Aksi penari Kethek Ogleng di monumen Jenderal  Soedirman disaksikan oleh ribuan pengunjung festival Minggu (14/10/2018)
Halo Budaya

Memberi Ruang Kethek Ogleng untuk Terus Menari

  • Kesenian asli Pacitan, Kethek Ogleng masih terus hidup di tengah himpitan budaya luar yang terus membanjiri Indonesia. Bahkan Bupati Pacitan Indartato berjanji, kesenian ini akan segera ditetapkan sebagai ikon resmi Pacitan.

Halo Budaya
AZ

AZ

Author

Halopacitan, Nawangan—Hal itu disampaikan Indartato saat membuka festival Kethek Ogleng 2018 yang digelar di Monumen Jendral Soedirman, Desa Pakis Baru, Kecamatan Nawangan, Kabupaten Pacitan Minggu (14/10/2018). Festival untuk memperingati hari jadi ke-56 Kethek Ogleng tersebut dihadiri tidak kurang dari 15.000 orang dari berbagai daerah.

Festival tahun ini adalah yang kedua digelar. Sebanyak 165 penari dari berbagai tingkatan sekolah se-Kecamatan Nawangan menampilkan tarian yang berlatar belakang kisah Panji Asmara Bangun dan Dewi Sekartaji tersebut.

“Paling lambat tahun 2020 Kethek Ogleng akan menjadi ikon resmi Pacitan.  Agenda setiap bulan Oktober ini juga harus didukung semua stakeholder untuk menjadikan Kethek Ogleng sebagai budaya khas Pacitan,” kata Indartato dalam acara yang juga dihadiri Wakil Bupati Yudi Sumbogo tersebut.

Pada kesempatan tersebut Bupati secara khusus memberikan aspirasi kepada Sutiman, pencipta tari Kethek Ogleng, dan Sukisno (penulis buku pertama) yang merupakan Ketua dan pengelola Sanggar Condro Wanoro. Dia berharap kedua tokoh ini mendapatkan penghargaan khusus. Sedangkan penulis buku Kethek Ogleng, Agoes Hendriyanto, Bakti Sutopo, Arif Mustofa  (penulis buku kedua) dipikirkan untuk melanjutkan studi.

Kethek Ogleng merupakan tarian yang lahir di Desa Tokawi, Kecamatan Nawangan, Kabupaten Pacitan. Sutiman, adalah orang yang berjasa menciptakan kesenian tersebut.

Tarian mengisahkan kisah asmara Dewi Sekartaji dan Pangeran Panji Asmoro Bangun dari Kediri. Dalam upaya pencariannya untuk menemukan Sekartaji yang melarikan diri karena tidak mendapat restu dari orangtuanya, Asmarabangun sampai di Desa Tokawi. Di tempat inilah kedua orang akhirnya bertemu.

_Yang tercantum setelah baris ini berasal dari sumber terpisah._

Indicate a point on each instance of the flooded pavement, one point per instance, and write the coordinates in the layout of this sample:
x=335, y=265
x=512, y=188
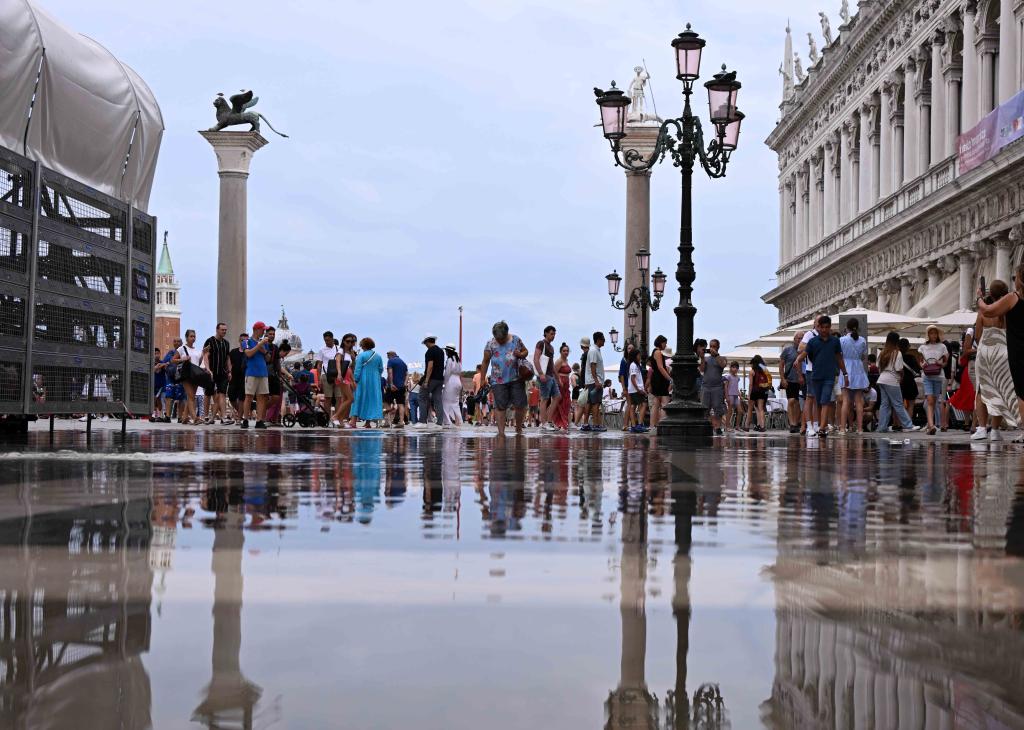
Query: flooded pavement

Sutiman yang kini berusia 96 tahun mengisahkan tarian ini dia lahirkan pada Hari Kamis Kliwon, bulan shofar tahun 1962. “Tanggal tepatnya saya justru lupa,” katanya.

Untuk menciptakan tari ini, dia harus melalui perjuangan berat, termasuk berjalan kaki sampai Kebuh Binatang Sri Wedari di Surakarta (sekarang berubah jadi Stadion) hanya untuk melihat kera guna mempelajari gerakannya. Awal-awal dia menampilan tarian ini bahkan harus menggunakan seragam dari karung bekas.

Sedangkan Sutisno, Ketua Sanggar Condro Wanoro berharap kesenian ini akan terus hidup di tengah masyarakat, bahkan terus berkembang. Dia juga mengucapkan terimakasih kepada masyarakat yang hadir.  “Semoga Kethek Ogleng semakin banyak diminati, bahkan menjadi destinasi wisata budaya di Pacitan.”